In England and Wales, the NHS has all but given up on the screening process and the days of ‘prior approval’, ‘prior approval by volume’, ‘prior approval by targeting’ and wide scale DRO inspections of selected patients (or at least, the 30% of them who ever turned up) have become a distant memory. The Dental Reference Service, as it was best known south of the border, is but a pale shadow of its former muscle-flexing glory. Someone, somewhere decided that eyeballing a small handful of patients each year was less cost-effective and less indicative of overall quality and standards, than ‘big picture’ trawls of clinical governance and high-level triaging. It costs a lot less to review a significant number of record cards and clinical governance documentation, than to put DRO’s into their cars and persuade patients all over the country to take time off work to allow a DRO to check that they really did have a sealant restoration placed in that buccal pit in their lower left six. In the face of the recent debacle regarding MPs expenses, it would all be hilarious if it wasn’t so serious.

Déjà vu
The government’s appetite for funding genuine and meaningful quality assurance is less obvious than its enthusiasm for talking about it. The recent Steele Report speaks of quality and pathways for achieving it. But would it be too indelicate to point out that this was the stated aim of the 1990, 1998 (PDS) and 2006 reforms of primary care dentistry? It was also central to Bloomfield, the 1993 Select Committee recommendations, the NHS Plan, Modernising Dentistry, and Options for Change. And we are still waiting.
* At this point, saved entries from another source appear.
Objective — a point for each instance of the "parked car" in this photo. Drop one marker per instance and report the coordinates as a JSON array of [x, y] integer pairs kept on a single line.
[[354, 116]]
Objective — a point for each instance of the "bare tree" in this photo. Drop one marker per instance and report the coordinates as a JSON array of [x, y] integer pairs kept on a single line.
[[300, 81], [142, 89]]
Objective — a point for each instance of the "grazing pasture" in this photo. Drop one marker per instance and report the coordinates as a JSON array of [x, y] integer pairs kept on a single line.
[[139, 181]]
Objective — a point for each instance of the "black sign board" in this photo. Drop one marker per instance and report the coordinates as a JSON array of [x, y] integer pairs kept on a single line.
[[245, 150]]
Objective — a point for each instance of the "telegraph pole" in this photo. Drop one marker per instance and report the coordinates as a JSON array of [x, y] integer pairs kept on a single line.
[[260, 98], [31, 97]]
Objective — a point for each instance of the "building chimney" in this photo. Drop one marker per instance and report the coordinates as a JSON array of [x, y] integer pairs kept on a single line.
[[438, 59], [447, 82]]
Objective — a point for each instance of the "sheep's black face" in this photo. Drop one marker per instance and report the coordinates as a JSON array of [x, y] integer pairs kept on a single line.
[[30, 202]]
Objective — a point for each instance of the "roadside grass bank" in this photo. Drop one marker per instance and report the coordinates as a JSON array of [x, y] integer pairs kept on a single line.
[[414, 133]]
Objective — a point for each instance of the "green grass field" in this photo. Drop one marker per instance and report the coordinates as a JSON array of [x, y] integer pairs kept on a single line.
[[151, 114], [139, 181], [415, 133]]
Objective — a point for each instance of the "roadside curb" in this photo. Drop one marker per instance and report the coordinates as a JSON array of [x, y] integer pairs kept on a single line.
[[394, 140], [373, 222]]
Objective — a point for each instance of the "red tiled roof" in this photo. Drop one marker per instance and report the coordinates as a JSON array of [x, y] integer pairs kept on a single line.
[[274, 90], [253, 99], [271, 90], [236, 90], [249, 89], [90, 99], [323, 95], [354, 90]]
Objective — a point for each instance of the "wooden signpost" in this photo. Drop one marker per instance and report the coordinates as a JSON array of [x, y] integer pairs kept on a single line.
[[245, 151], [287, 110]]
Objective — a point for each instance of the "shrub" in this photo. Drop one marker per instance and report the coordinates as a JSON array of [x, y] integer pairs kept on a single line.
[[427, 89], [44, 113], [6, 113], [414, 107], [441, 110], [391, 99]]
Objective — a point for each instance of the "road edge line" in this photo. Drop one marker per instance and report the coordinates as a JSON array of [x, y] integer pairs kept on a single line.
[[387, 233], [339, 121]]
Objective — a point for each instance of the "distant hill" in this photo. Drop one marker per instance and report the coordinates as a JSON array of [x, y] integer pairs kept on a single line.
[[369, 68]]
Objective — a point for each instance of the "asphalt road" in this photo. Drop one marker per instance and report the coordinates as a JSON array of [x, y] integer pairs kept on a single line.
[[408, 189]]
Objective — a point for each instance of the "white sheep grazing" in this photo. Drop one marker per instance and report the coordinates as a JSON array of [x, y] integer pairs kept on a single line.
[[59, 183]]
Over the past quarter of a century, we have seen great improvements in some key areas of oral health in the UK. Many of today’s young parents have grown up with much less caries and restorative intervention than previous generations. In the 1940s and 1950s we were removing teeth, in the 1960s and 1970s we were removing tooth tissue as means of treating disease, and in the 1980s and 1990s we were removing tooth tissue as a means of restoring the effects of disease, and the provision of crowns and bridges in the NHS peaked. In each case, the NHS was entirely supportive and benignly encouraged us in our endeavours. But in recent years we are removing tooth tissue electively, in the absence of disease, and some would say we are destroying more tissue, more quickly than caries ever did.
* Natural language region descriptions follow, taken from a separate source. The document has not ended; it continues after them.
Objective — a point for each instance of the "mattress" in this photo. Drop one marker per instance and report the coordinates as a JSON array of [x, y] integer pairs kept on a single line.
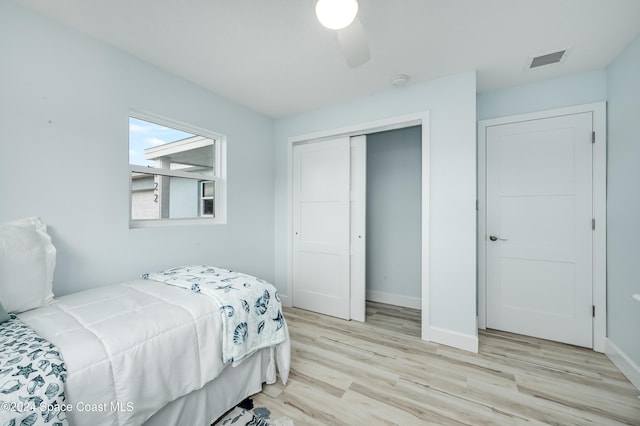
[[132, 348]]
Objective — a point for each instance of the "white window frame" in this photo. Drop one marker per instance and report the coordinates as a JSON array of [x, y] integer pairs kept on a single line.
[[219, 179]]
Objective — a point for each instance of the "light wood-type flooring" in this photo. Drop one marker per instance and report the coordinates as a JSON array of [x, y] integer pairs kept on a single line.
[[381, 373]]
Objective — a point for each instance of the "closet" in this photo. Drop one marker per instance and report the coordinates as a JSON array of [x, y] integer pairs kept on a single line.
[[357, 222]]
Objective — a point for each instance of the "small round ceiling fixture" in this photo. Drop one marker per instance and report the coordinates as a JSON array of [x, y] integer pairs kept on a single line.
[[399, 80], [336, 14]]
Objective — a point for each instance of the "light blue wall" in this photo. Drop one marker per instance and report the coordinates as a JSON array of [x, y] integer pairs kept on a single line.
[[577, 89], [623, 201], [394, 212], [451, 103], [64, 106]]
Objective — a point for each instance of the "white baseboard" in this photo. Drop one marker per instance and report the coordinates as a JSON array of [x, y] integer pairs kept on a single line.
[[467, 342], [625, 364], [394, 299]]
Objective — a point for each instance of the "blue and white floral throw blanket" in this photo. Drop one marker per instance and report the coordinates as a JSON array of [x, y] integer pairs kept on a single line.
[[250, 307], [32, 377]]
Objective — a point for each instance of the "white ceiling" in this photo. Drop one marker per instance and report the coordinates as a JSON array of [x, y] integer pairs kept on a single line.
[[274, 57]]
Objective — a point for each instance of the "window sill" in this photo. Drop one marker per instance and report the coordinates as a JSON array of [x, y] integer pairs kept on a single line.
[[153, 223]]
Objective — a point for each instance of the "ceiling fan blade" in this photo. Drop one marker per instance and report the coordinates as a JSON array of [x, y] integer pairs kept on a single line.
[[355, 46]]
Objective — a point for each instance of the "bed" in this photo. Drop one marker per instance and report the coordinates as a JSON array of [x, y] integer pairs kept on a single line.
[[148, 351]]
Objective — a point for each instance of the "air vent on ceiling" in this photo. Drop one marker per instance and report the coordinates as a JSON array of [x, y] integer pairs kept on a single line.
[[546, 59]]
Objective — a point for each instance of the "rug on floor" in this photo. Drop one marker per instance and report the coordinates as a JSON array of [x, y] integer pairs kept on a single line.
[[245, 414]]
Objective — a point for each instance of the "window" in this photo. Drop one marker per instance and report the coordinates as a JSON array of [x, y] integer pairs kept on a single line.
[[175, 173]]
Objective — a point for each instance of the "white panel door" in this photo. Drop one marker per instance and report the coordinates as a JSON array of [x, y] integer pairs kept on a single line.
[[358, 227], [321, 227], [539, 228]]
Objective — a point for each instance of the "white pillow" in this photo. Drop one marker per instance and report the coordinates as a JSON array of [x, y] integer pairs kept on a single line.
[[27, 261]]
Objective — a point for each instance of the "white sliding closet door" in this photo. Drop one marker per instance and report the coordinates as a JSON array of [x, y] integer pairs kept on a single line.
[[321, 226], [358, 227]]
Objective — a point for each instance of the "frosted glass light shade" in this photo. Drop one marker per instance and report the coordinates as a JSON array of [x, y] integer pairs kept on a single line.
[[336, 14]]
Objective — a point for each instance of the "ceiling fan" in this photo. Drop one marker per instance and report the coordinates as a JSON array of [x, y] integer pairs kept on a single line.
[[341, 15]]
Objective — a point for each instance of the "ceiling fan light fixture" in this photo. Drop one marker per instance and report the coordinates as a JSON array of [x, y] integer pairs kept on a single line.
[[336, 14]]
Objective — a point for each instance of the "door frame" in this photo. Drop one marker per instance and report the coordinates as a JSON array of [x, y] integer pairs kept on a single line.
[[599, 265], [391, 123]]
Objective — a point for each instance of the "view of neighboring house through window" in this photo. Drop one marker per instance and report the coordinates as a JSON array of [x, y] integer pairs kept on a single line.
[[174, 172]]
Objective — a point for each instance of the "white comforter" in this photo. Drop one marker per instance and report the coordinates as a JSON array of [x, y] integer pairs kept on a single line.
[[132, 348]]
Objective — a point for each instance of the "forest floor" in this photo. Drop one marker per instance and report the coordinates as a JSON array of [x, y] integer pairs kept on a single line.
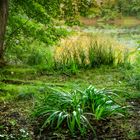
[[19, 84]]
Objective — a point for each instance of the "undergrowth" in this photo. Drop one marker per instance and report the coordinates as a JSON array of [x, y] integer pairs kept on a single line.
[[77, 110]]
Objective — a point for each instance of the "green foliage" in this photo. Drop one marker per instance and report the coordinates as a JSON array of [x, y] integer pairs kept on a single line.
[[133, 75], [76, 110]]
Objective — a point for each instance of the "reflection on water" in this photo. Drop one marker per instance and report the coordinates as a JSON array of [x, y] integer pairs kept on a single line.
[[126, 35]]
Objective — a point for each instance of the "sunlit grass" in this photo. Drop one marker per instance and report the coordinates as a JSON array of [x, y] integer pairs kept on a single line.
[[92, 50]]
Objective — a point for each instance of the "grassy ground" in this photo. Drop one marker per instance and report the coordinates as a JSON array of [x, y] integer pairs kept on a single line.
[[18, 85]]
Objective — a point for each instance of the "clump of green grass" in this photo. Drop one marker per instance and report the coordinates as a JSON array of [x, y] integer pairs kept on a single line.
[[134, 74], [77, 110], [90, 50]]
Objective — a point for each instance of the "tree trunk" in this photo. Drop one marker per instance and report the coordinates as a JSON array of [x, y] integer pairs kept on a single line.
[[3, 22]]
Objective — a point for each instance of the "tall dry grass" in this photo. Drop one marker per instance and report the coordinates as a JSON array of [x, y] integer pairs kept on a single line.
[[89, 50]]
The nation’s teeth are crying out for a way of paying dentists that might give the teeth a fighting chance of staying in one piece. But perhaps we are searching for the impossible because lawyers earn more when cases last longer, opticians earn more when people need glasses or contact lenses, and taxi drivers earn more when they take the longest route. You get what you pay for.
Perhaps the answer is to incentivise patients as well as dentists, so that both parties receive benefits and rewards when the patient achieves and maintains oral health. While NHS patients can save money by staying away for longer, and by ignoring sound advice and treatment recommendations, we will always be on a hiding to nothing. The fact that this has become official government policy probably tells us all we need to know.
Right now, most of the ‘cutting’ of teeth is occurring in the private sector, and the only wholesale cutting left in the NHS in England and Wales is the relentless cutting of patient responsibility.

Meanwhile, future generations of endodontists and periodontists will no doubt look back fondly on the last 10-15 years, and thank us for getting it so wrong. Twice.